AI Image System Design for Object Detection Based on RK3399 + YOLO
With the widespread popularization of 5G communication technology, traditional object detection systems can no longer meet the demands of various industries transitioning to intelligence. Consumers have higher demands for traditional object detection systems that previously relied on machine learning, and related manufacturing enterprises are also beginning to transition towards intelligence and low power consumption. Among these, how to combine image enhancement technology, object detection technology, and neural networks, and port them to portable embedded platforms has become a hot research topic for developers today. This project designs an object detection system based on a heterogeneous processor, which can efficiently and accurately identify target objects in specific environments with dense object populations.

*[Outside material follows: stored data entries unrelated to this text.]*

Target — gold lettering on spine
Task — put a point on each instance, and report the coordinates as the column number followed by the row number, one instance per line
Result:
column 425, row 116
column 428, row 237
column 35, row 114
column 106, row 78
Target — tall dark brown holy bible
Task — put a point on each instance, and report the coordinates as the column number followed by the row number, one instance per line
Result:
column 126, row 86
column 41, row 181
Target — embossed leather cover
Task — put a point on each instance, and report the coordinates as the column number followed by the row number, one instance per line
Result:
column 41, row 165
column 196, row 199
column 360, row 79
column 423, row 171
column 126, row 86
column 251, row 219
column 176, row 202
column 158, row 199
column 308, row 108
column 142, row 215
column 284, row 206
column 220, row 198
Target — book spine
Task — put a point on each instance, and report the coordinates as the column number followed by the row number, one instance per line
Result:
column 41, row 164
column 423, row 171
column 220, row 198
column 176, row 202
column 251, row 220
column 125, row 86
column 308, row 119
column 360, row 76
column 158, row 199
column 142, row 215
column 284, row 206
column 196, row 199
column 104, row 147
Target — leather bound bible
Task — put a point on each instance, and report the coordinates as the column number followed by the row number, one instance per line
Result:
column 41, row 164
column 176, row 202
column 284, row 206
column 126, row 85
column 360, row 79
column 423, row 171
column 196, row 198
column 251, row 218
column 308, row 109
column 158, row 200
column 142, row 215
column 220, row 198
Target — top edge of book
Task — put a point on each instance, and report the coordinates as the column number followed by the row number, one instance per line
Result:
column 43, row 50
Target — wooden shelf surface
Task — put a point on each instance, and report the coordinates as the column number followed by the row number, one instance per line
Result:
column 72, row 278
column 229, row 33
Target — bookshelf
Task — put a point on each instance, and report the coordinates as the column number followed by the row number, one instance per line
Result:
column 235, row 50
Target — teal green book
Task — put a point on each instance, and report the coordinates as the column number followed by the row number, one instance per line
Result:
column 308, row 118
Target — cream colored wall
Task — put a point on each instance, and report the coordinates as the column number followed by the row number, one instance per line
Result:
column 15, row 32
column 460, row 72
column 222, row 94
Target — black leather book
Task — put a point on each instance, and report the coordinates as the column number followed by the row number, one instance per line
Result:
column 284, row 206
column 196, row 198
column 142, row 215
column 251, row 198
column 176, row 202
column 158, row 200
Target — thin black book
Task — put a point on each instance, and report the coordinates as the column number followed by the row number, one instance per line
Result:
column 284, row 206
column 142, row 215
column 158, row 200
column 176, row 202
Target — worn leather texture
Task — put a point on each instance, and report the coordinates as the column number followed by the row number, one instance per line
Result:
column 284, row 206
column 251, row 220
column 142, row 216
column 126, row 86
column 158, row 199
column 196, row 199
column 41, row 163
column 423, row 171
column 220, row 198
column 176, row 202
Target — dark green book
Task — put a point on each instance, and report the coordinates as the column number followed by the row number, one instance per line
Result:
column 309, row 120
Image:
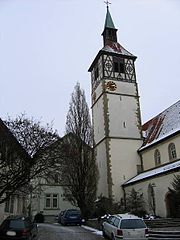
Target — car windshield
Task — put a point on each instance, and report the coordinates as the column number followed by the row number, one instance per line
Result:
column 132, row 224
column 70, row 213
column 17, row 224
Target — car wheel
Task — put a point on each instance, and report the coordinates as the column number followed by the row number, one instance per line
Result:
column 104, row 234
column 112, row 237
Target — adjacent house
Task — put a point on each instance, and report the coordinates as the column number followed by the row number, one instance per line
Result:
column 160, row 154
column 10, row 154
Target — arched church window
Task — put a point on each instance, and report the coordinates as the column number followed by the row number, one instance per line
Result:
column 172, row 151
column 157, row 157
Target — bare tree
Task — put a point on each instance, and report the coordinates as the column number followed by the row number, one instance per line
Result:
column 79, row 170
column 30, row 133
column 20, row 154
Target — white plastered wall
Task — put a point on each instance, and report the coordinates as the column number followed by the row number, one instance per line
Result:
column 148, row 154
column 161, row 184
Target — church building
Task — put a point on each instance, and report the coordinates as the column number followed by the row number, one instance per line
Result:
column 129, row 154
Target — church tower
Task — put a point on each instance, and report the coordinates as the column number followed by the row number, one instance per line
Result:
column 115, row 113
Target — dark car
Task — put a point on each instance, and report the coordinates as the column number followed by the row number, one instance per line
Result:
column 60, row 216
column 18, row 228
column 71, row 216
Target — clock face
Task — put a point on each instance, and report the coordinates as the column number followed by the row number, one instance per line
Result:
column 111, row 86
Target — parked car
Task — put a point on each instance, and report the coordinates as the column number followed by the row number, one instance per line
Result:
column 18, row 228
column 60, row 216
column 71, row 216
column 124, row 226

This paper first presents the overall design of the object detection system. For hardware design, the multi-core heterogeneous ARM processor RK3399 was selected as the core processor. The CAM1320 module was chosen for the image acquisition module, and peripheral auxiliary circuits were built to complete the hardware design. The software section introduces convolutional neural networks. Currently, mainstream object detection algorithms extract feature information from image pixel matrices through convolution and pooling, and perform class prediction on the images in the fully connected layer. The network structure, bounding boxes, and loss function of YOLOv3, a typical representative algorithm, are analyzed. By comparing the performance indicators of YOLOv3 with other object detection algorithms, YOLOv3 was ultimately chosen as the basis for algorithm improvement in this paper.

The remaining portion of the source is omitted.